C) Manual mode: the amino acid sequence of the MAP is provided followed by a MCS, the corresponding location in the genome of the given MCS, the strand (+ forward or - reverse), whereby BamQuery performs the expression search at the given location for the given MCS.
Format Input Files¶
BamQuery requires two input file paths to search for RNA expression:
A) BAM_directories: list of Bam files in which the search is performed
B) peptides.tsv: list of peptides to be searched
A) BAM_directories.tsv¶
Please take precautions to store the bam/cram files under informative folder names as these are used by BamQuery to differentiate them. For more details see Configuration.
This file should look like follows:
BamQuery collects all BAM/CRAM files in each path included in the list.
For instance from the path /home/gtex/, BamQuery collects all the bam files for every tissue in gtex.
Note that:
The first column is the name of the BAM/CRAM file or group of files to be queried. This name should describe the type of BAM/CRAM file(s).
The second column should be the path to the BAM/CRAM file(s).
The first and second columns are separated by a tab space.
Do not use any headers in your tsv file.
B) peptides.tsv¶
This file should look like follows:
Note that all modes can be merged into a single peptides.tsv, however, you must follow the format assigned for each mode.
Warning
If a peptide has several peptide types, separate each peptide type with “, or ;”. For example: lymphoma,colon, would mean that the peptide was identified in lymphoma and colon cells.
Peptides in peptide mode:
Two columns separated by a tab space:
amino acid sequence of the peptide.
type of peptide to identify it. This name, for example, may refer to the condition or sample in which the peptide was identified.

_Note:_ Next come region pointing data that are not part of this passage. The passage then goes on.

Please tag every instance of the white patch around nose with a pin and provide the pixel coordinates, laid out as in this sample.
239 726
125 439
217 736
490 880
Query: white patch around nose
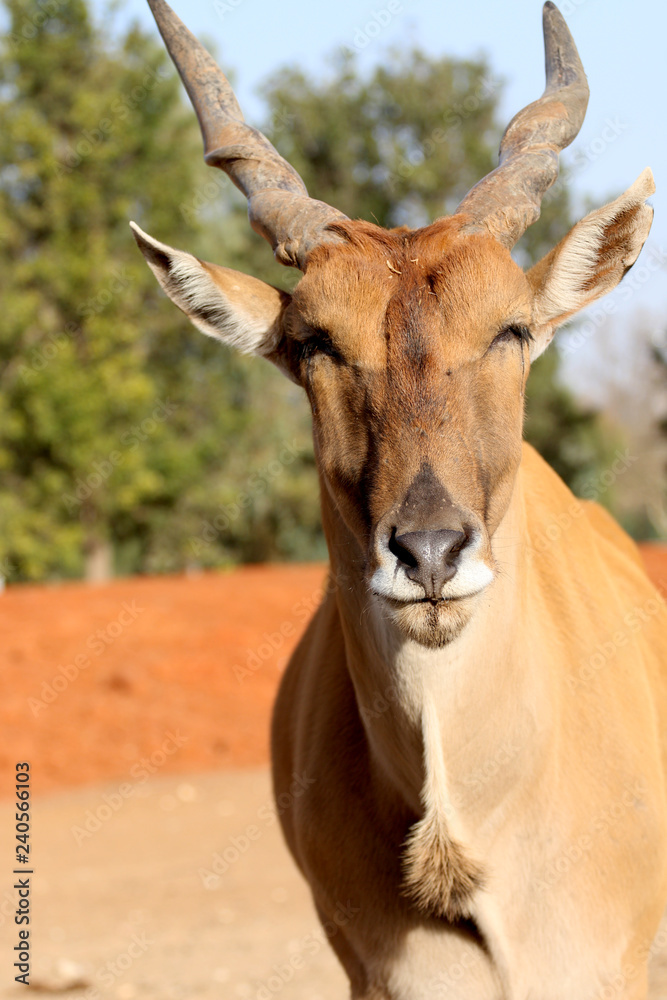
390 579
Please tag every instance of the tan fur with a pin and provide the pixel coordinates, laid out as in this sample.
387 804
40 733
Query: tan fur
463 749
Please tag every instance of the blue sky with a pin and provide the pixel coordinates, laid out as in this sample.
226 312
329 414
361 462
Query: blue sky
622 47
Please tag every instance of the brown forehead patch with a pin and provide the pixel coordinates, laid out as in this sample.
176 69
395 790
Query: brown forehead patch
436 279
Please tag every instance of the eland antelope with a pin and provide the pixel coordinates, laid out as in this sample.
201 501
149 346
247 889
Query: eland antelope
479 704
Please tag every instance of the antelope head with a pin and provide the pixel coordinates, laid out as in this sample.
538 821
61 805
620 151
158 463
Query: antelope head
413 346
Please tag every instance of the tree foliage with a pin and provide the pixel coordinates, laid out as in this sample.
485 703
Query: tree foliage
122 430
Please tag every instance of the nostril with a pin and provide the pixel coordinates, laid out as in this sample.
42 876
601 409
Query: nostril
429 556
402 554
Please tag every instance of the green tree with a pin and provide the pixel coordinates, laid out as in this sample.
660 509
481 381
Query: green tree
119 425
122 430
403 147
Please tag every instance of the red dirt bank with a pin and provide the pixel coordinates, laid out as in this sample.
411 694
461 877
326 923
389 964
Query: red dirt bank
153 674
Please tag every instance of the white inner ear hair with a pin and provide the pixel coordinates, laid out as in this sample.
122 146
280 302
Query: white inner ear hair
598 251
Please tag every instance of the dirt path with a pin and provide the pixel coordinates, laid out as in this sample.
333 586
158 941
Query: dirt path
136 703
134 910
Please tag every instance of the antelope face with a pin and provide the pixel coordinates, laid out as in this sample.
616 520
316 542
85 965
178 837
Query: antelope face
413 347
413 350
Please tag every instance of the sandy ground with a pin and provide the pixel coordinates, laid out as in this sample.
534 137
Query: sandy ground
143 707
135 911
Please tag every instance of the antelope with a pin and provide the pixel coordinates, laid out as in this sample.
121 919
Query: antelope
479 704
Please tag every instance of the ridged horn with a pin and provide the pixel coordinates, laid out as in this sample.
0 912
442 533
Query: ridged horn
507 201
279 207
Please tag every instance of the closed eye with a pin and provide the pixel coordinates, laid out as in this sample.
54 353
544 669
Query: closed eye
513 332
319 342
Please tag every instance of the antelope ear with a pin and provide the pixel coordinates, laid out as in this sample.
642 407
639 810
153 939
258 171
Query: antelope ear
239 310
590 261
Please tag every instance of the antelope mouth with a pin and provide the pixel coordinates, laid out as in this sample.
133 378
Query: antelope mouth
432 622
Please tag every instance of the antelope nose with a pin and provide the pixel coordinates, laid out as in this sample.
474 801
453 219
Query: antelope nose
428 557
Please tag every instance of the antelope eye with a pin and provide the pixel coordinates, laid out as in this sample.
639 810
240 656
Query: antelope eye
319 342
513 332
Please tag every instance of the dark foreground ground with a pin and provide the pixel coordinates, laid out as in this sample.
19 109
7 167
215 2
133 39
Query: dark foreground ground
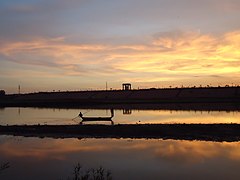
206 132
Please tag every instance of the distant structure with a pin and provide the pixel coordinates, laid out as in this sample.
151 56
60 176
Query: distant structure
126 86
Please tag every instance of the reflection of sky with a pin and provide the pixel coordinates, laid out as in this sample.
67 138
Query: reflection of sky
79 44
126 158
65 116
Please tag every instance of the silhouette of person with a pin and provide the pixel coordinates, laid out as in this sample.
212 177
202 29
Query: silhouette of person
80 114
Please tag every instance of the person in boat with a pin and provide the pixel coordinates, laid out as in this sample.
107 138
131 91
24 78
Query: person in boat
80 114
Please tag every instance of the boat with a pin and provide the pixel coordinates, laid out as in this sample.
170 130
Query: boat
97 119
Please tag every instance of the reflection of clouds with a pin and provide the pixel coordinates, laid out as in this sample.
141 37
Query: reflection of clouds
197 151
172 151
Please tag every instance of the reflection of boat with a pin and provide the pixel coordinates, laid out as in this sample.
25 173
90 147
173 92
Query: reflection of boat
86 119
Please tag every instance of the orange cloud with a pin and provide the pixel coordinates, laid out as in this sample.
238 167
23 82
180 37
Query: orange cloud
170 56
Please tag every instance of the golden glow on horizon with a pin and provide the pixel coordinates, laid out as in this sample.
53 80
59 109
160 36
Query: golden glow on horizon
171 57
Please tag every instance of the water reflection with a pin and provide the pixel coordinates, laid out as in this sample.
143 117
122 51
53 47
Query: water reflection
126 158
122 116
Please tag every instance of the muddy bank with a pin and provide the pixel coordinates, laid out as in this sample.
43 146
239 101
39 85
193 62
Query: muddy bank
205 132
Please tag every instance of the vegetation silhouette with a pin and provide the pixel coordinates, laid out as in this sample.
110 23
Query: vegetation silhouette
100 173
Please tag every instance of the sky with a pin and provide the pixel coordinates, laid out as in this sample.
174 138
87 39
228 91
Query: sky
82 44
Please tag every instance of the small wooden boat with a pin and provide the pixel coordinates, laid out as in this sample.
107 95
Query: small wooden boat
87 119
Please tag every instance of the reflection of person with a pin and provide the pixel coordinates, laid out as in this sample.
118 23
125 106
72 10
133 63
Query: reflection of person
80 114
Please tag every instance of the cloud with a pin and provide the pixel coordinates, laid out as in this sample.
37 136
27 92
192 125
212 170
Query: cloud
168 56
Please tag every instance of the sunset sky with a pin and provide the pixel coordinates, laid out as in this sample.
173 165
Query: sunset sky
48 45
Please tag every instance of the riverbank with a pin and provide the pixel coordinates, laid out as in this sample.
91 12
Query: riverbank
205 132
219 95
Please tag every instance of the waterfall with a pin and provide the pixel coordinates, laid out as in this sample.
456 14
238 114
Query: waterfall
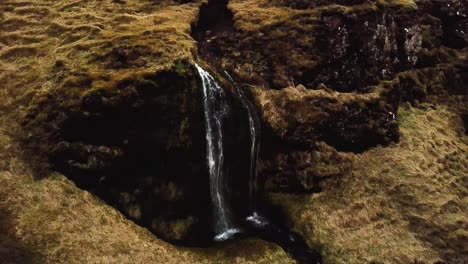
216 109
254 125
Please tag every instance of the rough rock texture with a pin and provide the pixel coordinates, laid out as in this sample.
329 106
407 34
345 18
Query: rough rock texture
105 93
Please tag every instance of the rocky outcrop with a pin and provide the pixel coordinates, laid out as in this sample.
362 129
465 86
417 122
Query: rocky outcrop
125 144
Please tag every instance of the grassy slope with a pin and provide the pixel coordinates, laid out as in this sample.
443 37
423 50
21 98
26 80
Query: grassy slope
65 48
400 204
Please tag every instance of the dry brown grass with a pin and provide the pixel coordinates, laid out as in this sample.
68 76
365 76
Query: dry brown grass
66 48
401 204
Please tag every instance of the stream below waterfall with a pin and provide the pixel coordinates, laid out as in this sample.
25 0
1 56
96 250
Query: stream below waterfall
226 224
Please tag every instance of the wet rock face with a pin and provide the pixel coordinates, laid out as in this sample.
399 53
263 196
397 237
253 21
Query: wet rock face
454 17
359 50
141 147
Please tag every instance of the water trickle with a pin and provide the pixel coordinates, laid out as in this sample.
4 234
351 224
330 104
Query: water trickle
254 126
216 110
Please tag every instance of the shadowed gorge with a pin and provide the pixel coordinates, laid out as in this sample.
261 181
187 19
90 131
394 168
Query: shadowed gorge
233 131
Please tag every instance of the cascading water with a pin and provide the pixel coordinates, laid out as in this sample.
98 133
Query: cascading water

Peptides in coding sequence mode:
Three columns separated by a tab space:
amino acid sequence of the peptide.
nucleotide sequence of the peptide.
type of peptide to identify it.
Peptides in manual mode:
Five columns separated by a tab space:
amino acid sequence of the peptide.
nucleotide sequence of the peptide.
position of the peptide.
strand backward (-) or forward (+) for the location of the peptide in the genome.
type of peptide to identify it.
Warning
The peptide location must follow the format: chrX:start-end|start-end. Note: chrX (for any chromosome), start = start location, end = end location. Only use “|” to specify if the peptide is spliced. The strand must be specified as (-) backward or (+) forward.